Influenced by surrealist Salvador Dali, Maher’s art is filled with complex and bizarre images.

He creates them with glacial patience, toiling hour after hour with colored pencils attached to a mouth wand. Each work, he says, takes between two and three months to complete.

He once held sculpting tools between his clenched teeth and transformed a lump of clay into a powerful bust of Einstein, one of Maher’s few heroes.

“For months after the accident, I didn’t know if I could ever do art again,” says Maher, who began to draw and paint seriously when he was 15.

“Then one day I realized, yeah, it’s going to take a little while but I know I can do it.”

In a drawing he calls “Little Arnie’s World,” a shadowy figure steps through a window onto a moonscape.

In “A Decade of Memories,” a single bloody tear trickles out of a wide, all-seeing eye.

The eye belongs to the former girlfriend who was riding with him in the Volkswagen. She broke her back, but recovered.

“I think I draw better than I did before the accident,” he says. “Not technically. But I put more thought into it, probably because it takes so much time.”
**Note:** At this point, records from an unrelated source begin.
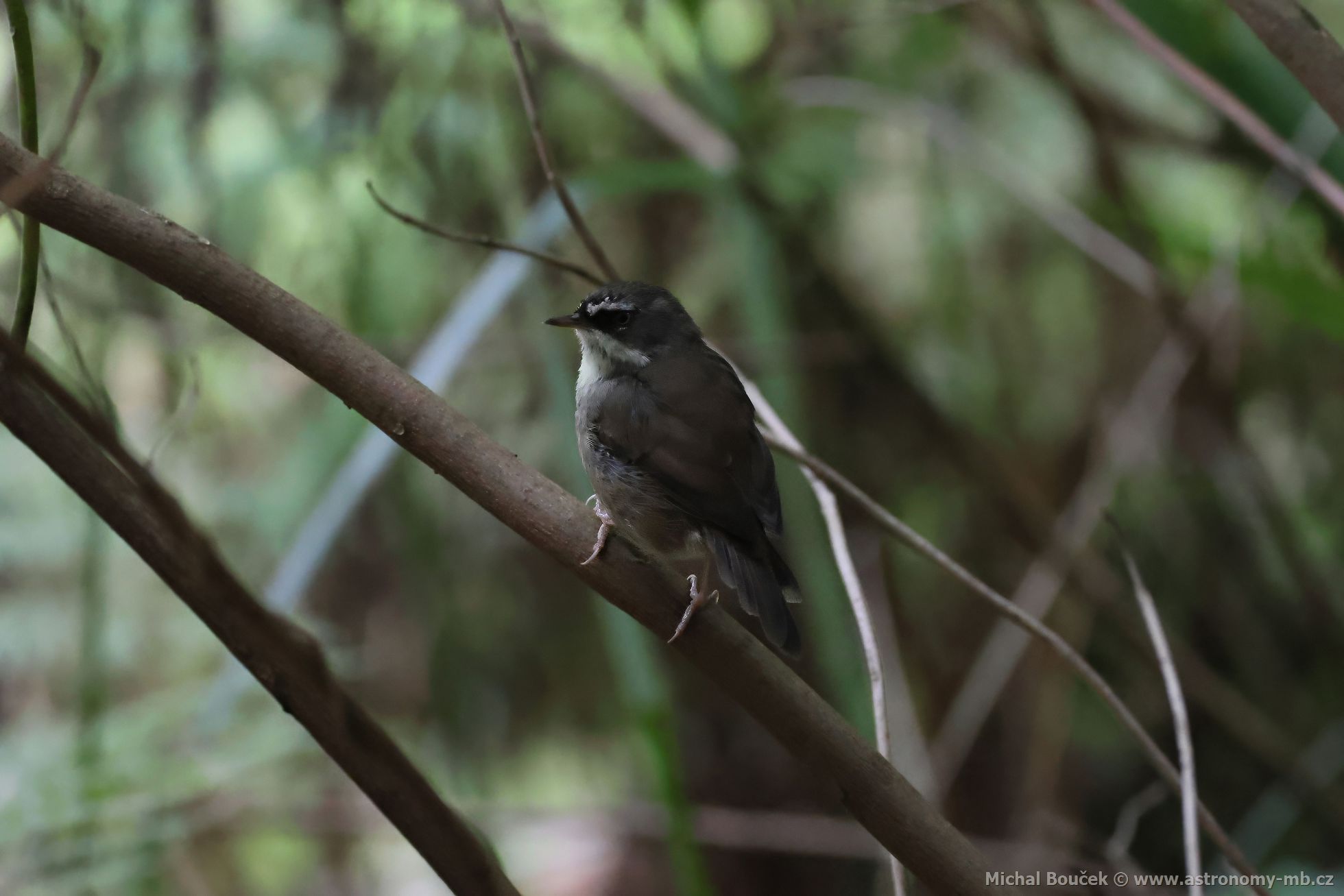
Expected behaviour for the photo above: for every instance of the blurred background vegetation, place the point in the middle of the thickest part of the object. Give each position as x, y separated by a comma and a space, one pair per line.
840, 206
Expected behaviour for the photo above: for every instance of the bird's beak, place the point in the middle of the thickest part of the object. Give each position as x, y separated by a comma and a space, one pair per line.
573, 322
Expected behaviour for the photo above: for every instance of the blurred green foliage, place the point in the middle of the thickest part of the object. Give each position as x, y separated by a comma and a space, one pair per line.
918, 326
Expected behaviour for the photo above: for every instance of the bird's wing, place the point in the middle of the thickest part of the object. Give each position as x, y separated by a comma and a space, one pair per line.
690, 425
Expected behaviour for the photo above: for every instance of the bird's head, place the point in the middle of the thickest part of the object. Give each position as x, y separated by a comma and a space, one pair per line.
631, 323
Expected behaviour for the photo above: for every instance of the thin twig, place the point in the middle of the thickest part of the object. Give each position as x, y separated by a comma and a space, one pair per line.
826, 498
1180, 722
850, 577
32, 242
543, 152
520, 498
84, 452
1303, 45
1029, 624
21, 187
1127, 820
1251, 125
485, 242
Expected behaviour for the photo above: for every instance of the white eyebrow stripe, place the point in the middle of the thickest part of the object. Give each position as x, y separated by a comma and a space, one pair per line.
609, 305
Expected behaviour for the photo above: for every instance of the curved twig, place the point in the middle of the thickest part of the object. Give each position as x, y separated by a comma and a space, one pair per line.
850, 577
1303, 45
1180, 722
84, 452
485, 242
522, 498
543, 151
32, 241
1033, 627
1237, 112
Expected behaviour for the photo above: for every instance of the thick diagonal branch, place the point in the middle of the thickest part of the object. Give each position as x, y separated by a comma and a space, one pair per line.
525, 500
283, 657
1303, 45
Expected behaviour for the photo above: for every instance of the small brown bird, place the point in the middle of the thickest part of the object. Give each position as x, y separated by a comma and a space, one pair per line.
670, 442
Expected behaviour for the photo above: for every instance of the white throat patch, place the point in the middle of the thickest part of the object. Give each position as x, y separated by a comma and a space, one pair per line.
604, 356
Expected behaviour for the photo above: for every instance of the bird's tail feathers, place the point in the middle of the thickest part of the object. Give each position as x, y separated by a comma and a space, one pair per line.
764, 586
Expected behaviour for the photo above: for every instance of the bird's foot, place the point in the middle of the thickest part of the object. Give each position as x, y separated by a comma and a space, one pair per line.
698, 601
603, 530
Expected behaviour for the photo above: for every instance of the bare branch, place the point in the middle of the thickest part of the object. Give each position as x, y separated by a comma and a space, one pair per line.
84, 452
1303, 45
485, 242
18, 189
32, 239
1180, 721
1027, 622
543, 152
1251, 125
854, 590
518, 496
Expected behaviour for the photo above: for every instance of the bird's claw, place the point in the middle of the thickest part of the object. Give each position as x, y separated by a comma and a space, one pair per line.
697, 602
603, 530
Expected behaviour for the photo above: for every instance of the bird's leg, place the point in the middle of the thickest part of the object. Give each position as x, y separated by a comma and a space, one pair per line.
603, 530
698, 599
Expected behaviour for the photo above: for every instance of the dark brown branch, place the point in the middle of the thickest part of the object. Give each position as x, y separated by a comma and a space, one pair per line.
543, 151
81, 449
1029, 624
534, 507
1303, 45
1221, 99
18, 189
480, 239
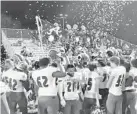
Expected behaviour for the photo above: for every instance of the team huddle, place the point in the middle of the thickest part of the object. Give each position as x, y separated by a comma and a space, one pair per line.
90, 87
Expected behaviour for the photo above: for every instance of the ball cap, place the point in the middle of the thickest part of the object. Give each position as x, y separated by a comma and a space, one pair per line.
115, 60
21, 66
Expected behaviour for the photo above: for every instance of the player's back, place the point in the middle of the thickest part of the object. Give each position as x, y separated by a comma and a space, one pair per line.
44, 80
91, 84
133, 73
71, 87
119, 74
13, 78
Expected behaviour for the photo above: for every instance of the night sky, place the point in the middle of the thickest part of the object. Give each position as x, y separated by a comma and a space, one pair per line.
25, 12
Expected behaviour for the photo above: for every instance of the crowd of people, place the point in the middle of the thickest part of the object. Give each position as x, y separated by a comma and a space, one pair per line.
83, 76
62, 83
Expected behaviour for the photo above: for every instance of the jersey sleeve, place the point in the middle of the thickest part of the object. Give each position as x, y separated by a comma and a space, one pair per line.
113, 73
24, 77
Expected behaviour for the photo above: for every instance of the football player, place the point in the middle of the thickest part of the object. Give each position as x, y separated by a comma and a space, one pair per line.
45, 82
15, 79
130, 92
70, 85
91, 96
115, 85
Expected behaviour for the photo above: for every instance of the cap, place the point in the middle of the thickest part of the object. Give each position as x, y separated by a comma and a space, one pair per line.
115, 60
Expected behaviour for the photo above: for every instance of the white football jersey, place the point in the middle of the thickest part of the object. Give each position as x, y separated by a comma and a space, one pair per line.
71, 87
133, 73
45, 81
119, 74
90, 91
104, 72
13, 79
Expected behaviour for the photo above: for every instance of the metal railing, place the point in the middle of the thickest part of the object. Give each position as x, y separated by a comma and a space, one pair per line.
19, 33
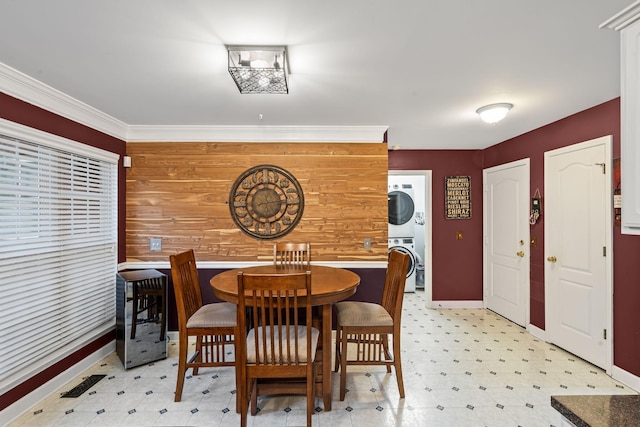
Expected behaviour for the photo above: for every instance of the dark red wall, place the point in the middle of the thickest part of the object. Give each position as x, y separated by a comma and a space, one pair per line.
457, 264
29, 115
595, 122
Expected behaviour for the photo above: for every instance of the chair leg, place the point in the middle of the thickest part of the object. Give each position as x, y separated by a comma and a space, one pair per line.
254, 396
385, 345
337, 352
182, 366
238, 389
397, 364
198, 358
310, 397
343, 364
244, 403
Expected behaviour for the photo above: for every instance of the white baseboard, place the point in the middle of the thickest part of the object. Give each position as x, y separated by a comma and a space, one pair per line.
625, 378
18, 408
457, 304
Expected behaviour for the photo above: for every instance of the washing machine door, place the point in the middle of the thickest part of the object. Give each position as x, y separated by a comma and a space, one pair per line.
401, 207
412, 258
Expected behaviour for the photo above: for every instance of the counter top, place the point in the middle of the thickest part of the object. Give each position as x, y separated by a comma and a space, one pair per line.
599, 410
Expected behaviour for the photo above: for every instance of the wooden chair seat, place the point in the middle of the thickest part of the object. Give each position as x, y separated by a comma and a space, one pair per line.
218, 315
355, 313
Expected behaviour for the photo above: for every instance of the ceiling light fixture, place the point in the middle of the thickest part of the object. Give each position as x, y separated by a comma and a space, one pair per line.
493, 113
259, 69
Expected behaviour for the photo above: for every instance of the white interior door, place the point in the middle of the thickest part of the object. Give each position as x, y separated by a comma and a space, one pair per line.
578, 249
506, 240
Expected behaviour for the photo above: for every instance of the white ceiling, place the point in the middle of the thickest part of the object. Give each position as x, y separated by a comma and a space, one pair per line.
420, 67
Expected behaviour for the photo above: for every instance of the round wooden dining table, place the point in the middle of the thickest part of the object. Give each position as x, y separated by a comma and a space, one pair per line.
328, 285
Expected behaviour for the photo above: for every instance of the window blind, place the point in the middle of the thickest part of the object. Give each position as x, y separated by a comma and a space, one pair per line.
58, 257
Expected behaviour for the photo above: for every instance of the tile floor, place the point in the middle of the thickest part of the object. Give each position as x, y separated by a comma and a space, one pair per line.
462, 367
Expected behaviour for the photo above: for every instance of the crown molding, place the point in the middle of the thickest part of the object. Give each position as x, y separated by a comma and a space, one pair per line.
624, 18
256, 133
28, 89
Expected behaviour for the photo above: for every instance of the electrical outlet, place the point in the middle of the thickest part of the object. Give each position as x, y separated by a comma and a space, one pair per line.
155, 244
367, 243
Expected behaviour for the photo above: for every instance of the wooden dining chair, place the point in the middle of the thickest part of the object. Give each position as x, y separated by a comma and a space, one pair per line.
292, 254
281, 342
367, 326
213, 325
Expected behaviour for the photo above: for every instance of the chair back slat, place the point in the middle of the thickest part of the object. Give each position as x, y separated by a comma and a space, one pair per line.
186, 285
275, 307
292, 254
393, 293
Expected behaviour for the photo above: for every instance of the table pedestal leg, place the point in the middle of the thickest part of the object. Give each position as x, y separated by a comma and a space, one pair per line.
326, 356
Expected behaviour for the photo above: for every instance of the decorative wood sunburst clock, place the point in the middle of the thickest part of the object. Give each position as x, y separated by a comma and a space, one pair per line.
266, 202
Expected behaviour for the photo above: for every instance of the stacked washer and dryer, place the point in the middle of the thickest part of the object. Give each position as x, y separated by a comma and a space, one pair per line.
402, 227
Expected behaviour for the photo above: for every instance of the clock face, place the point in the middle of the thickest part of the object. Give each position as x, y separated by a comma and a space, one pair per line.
266, 202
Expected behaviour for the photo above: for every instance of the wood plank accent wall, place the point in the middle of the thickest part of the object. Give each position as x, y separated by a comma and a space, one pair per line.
179, 191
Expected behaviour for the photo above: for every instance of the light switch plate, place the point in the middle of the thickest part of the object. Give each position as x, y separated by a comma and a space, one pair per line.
155, 244
367, 243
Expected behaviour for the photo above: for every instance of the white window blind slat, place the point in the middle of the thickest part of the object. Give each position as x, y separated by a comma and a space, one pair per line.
58, 241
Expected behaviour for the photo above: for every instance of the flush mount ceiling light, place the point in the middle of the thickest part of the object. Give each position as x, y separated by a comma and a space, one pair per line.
493, 113
259, 69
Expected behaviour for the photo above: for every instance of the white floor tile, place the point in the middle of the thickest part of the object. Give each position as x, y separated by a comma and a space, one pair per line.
462, 367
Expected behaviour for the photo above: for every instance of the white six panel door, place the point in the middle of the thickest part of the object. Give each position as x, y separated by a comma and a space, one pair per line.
577, 287
506, 239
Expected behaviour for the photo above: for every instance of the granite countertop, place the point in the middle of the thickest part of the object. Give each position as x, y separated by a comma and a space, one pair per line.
599, 410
Anyone who thinks they’ve got it rough needs to meet Jo Maher. Needs to see the burning determination in his eyes.

Try to imagine being in his world: Where you can’t wipe your own nose or feed or clean yourself.

Would it break you? Would it make you strong?

“I’m actually a better person because of what happened,” says Maher. “I was a lot wilder. A lot more arrogant.

“This has really put me in my place.”

Jo Maher will show and sell his artwork Saturday, 1 p.m. to 6 p.m., at Art Conscious, 1222 N. Pines Road.